• 197
    yetiştirip yetiştirip futbolcu satmak.

    altyapıdaki her futbolcuyu bir hammadde olarak görüp, tüm imkanlardan maksimum çıktıyı alıp karlılığı sağlamak. uzun süren futbolcu olma maratonunda, elenen nice futbolcuyu olabildiğince sistemin içinde tutmalı. en önemli konumuz bu olmalı, muasır kulüpler seviyesine ulaşmak için. birkaç gündür kafamdakileri not alıyordum, şimdi birleştirebildim. profesyonelce bir rapor değil elbette ama bu kulübü çıkarsızca seven ve menfaatlerini göz önünde bulunduran bir taraftardan, 758 kelimelik bir temenni listesidir.

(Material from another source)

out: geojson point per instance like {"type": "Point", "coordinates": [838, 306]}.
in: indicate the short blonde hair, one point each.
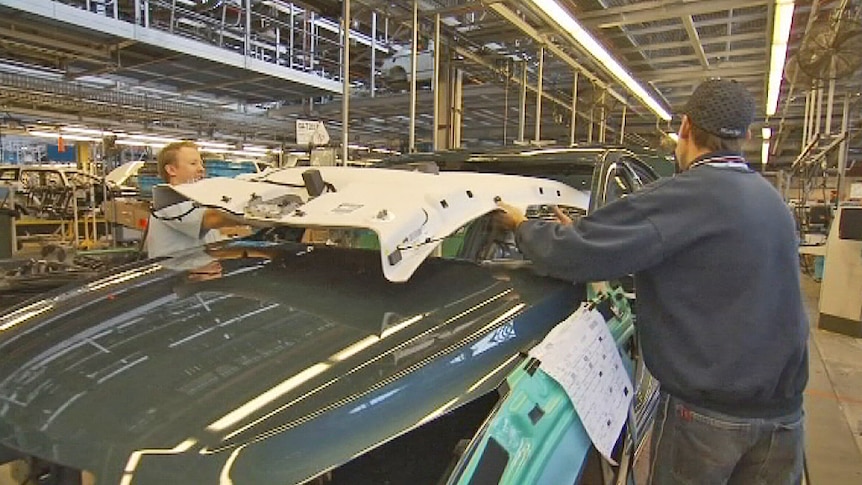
{"type": "Point", "coordinates": [168, 156]}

    5 milyona aldığımız bir oyuncuyu 3 milyona sattığımızda mutlu oluyoruz, çünkü satış yapabilmek bu piyasada çok zorlaştı. afrika ve güney amerika pazarına hakim olanlar, 30 yaş civarına para bayılacağına gidiyor, en gencinden ve potansiyellisinden bir genci ilk uçakla kulübe getirip imza attırıyor.
    peki biz bu transferlerin neresindeyiz?

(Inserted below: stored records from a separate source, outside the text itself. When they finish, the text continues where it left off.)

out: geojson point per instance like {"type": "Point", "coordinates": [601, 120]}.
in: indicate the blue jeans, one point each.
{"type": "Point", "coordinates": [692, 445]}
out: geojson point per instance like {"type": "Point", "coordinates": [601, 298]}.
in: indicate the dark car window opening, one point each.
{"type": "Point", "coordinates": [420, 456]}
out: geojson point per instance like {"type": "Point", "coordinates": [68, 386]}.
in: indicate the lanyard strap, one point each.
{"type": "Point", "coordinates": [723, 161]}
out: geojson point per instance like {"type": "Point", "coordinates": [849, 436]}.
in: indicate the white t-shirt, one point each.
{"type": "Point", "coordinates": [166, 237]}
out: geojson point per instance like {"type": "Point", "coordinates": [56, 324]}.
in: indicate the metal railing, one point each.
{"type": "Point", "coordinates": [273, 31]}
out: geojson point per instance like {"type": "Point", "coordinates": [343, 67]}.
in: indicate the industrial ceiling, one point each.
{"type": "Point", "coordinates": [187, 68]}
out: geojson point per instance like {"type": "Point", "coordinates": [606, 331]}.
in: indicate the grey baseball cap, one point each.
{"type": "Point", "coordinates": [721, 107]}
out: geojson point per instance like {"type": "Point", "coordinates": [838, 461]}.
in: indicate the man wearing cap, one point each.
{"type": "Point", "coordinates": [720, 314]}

    ozan kabak satışımız dışında hiçbir yerde. bakın arda turan transferi bile faciaydı. arda’dan aldığımız para ile arda’yı ikame etsin diye riera’yı aldık ve bu maliyet karşılığında o pozisyonda hiç verim elde edemedik. gelen para buharlaşırken fatih hoca riera’yı sol beke çekti ve 1-1.5 sezon biraz verim alabildik.

    peki bunu nasıl sağlayabiliriz?
    öncelikle kulüp amacını belirleyecek. diyecek ki ben her yıl şu kadar satış yapıcam. satışlarımın bilmem kaçı altyapımdan ya da ucuza aldığım genç futbolcuların satışından gelecek diyecek. bu durum da teknik heyette kadro oluşturma yöntemine etki edecek.

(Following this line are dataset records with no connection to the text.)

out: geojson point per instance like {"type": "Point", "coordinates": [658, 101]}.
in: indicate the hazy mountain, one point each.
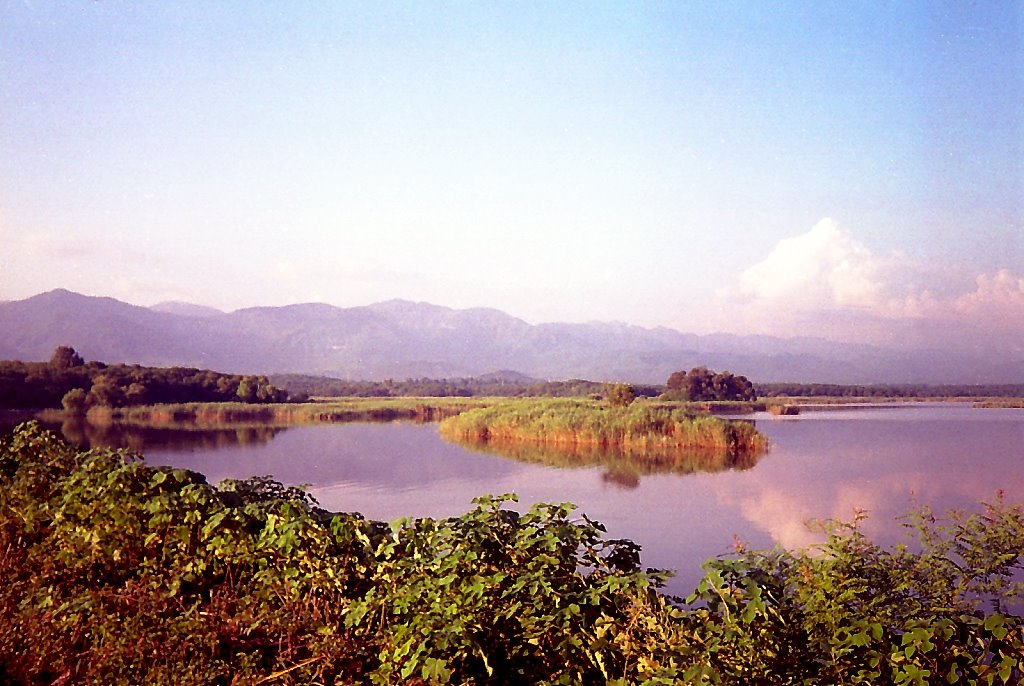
{"type": "Point", "coordinates": [400, 339]}
{"type": "Point", "coordinates": [186, 308]}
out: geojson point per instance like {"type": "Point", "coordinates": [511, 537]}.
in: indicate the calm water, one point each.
{"type": "Point", "coordinates": [821, 464]}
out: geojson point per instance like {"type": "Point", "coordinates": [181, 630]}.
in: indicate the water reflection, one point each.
{"type": "Point", "coordinates": [620, 467]}
{"type": "Point", "coordinates": [821, 465]}
{"type": "Point", "coordinates": [181, 437]}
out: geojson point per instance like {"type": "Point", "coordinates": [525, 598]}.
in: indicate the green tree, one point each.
{"type": "Point", "coordinates": [248, 388]}
{"type": "Point", "coordinates": [620, 395]}
{"type": "Point", "coordinates": [66, 357]}
{"type": "Point", "coordinates": [74, 400]}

    lig 34 maç. 34 maç 11 futbolcudan toplam 33.660 dakika yapıyor.
    yönetim ve teknik heyet mutabakata varacak ve sezonun hedefi açıklanacak.
    18 yaş altı futbolcular toplamda en az 1000 dakika sahada kalacak,
    19 yaş altı futbolcular toplamda en az 2000 dakika sahada kalacak,
    20 yaş altı futbolcular toplamda en az 3000 dakika sahada kalacak,
    21 yaş altı futbolcular toplamda en az 4000 dakika sahada kalacak,
    21-25 yaş arası futbolcular kalan sürenin %40’ı olan 9464 dakika,
    25-30 yaş arası futbolcular kalan sürenin %40’ı olan 9464 dakika,
    30 yaş üstü futbolcular da kalan sürenin %20’si 4732 dakika.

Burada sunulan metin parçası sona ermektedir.